Like their
bigger relatives, the wetlands, these small ecosystems are threatened,
and because of their diminutive size they often vanish unnoticed,unrecorded,
unremembered, in a single scoop of a backhoe or bulldozer.
For instance
I began my archaeological career beside Tonge Pond, a large millpond
crammed with ducks which used to provide eggs to the adjacent bakery.

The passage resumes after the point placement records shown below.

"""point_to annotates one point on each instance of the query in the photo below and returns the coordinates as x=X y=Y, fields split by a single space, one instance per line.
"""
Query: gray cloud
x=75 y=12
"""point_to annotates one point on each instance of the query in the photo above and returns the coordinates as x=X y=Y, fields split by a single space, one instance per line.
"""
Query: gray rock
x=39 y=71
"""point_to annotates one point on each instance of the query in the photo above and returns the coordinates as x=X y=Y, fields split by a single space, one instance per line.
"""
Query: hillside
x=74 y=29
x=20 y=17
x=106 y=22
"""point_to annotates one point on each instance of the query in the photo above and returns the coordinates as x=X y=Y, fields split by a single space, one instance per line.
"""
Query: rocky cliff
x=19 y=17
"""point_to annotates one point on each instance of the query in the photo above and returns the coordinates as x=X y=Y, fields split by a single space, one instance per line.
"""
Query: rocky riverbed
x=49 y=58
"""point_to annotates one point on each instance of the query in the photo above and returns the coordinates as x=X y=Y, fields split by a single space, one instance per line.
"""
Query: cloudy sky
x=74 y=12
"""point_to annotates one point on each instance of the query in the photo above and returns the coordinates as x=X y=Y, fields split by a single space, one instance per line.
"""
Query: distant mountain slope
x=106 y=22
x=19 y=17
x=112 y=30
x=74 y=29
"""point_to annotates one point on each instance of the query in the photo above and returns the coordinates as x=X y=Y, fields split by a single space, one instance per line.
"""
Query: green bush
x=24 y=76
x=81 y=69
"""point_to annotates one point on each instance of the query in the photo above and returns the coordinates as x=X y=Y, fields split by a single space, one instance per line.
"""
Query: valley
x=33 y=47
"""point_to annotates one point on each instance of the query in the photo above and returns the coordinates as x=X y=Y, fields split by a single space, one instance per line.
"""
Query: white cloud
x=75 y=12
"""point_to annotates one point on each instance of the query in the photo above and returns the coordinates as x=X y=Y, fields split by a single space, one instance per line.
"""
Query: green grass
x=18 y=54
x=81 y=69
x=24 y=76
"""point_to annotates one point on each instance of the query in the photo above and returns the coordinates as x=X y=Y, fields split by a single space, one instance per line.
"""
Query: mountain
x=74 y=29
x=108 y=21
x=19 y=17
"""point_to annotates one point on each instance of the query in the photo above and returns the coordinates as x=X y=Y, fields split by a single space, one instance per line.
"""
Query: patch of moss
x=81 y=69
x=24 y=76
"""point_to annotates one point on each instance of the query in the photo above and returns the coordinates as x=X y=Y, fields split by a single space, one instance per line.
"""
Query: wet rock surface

The last few times I visited Tonge the pond had vanished, replaced at
first by cracked mud and eventually by tangled vegetation.
Who
cares? I do.
The smallest
pond, unless it has been polluted to death, is crammed with life, both
plant and animal. Ponds have inspired generations of zoologists and
botanists, who as children lay on their stomachs and peered into the
teeming water, or scooped jam-jars full of wriggling creatures, or plunged
into stinky blue mud.A few damp rocks support a nursery of mosses, liverworts
and ferns. Icy water issuing from a cleft is immediately inhabited by
crustacea. Even an old gutter that dries up in the summer will be thronged
with creatures that manage to squeeze their hurried life cycles into
the damp seasons.
These
are secret places. Feminine places. No wonder our ancestors appointed
deities to look after them. No wonder some people still attach magical/religious
properties to the apparently miraculous appearance of water. After all,
some of these little bubbling pools are the sources of mighty rivers.
They are
also peaceful, meditative places, sometimes absolutely still, sometimes
whining with insects, sometimes burbling and muttering.
It is
no wonder that the great thinkers and dreamers of the East often retreated
to the misty, damp, moss-clothed mountains.